The EXACT method can take a considerable amount of computer resources. If ties are not extensive, the EFRON and BRESLOW methods provide satisfactory approximations to the EXACT method for the continuous time-scale model. In general, Efron’s approximation gives results that are much closer to the EXACT method results than Breslow’s approximation does. If the time scale is genuinely discrete, you should use the DISCRETE method. The DISCRETE method is also required in the analysis of case-control studies when there is more than one case in a matched set. If there are no ties, all four methods result in the same likelihood and yield identical estimates. The default, TIES=BRESLOW, is the most efficient method when there are no ties.

XCONV=value
CONVEREPARM=value

specifies the relative parameter convergence criterion.
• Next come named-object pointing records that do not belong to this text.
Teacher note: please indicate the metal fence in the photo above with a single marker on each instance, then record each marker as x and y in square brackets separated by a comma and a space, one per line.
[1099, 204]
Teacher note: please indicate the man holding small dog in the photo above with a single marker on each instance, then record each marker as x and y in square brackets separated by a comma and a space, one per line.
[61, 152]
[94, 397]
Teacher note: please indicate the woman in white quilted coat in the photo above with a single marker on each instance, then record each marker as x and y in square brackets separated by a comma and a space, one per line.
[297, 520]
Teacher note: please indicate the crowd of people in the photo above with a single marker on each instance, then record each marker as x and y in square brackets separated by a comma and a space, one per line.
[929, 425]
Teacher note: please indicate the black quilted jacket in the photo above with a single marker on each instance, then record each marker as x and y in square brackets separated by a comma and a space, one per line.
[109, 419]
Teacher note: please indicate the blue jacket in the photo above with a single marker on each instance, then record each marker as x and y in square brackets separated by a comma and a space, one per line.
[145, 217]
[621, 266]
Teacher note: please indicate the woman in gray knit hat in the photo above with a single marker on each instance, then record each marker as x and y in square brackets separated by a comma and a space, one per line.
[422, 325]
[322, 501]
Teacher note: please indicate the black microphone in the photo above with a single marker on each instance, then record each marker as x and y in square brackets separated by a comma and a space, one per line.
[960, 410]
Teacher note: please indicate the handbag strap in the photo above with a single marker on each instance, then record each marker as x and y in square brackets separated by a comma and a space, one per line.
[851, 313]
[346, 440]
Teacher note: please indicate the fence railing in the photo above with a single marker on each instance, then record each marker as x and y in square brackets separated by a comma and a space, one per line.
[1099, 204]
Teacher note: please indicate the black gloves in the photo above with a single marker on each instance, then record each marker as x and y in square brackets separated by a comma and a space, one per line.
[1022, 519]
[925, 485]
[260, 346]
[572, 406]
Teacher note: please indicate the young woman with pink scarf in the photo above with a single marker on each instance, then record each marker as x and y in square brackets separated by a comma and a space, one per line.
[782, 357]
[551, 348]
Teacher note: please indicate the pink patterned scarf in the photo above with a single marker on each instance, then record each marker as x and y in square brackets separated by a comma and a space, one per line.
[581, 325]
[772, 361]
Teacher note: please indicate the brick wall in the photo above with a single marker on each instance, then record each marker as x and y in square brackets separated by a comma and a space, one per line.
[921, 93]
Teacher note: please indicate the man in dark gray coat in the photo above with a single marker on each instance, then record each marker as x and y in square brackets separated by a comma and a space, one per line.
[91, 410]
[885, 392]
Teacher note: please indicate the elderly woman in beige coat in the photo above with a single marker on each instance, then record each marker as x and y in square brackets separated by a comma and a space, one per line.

Termination requires a small relative parameter change in subsequent iterations,

\[  \max _ i |\delta _ k^{(i)}| < \mi {value}  \]

where

$\displaystyle  \delta _ k^{(i)} = \left\{  \begin{array}{ll} \theta _ k^{(i)} - \theta _{k-1}^{(i)} &  |\theta _{k-1}^{(i)}| < .01 \\ \frac{\theta _ k^{(i)} - \theta _{k-1}^{(i)}}{\theta _{k-1}^{(i)} } &  \textrm{otherwise} \end{array} \right.  $

where $\theta _ k^{(i)}$ is the estimate of the ith parameter at iteration k.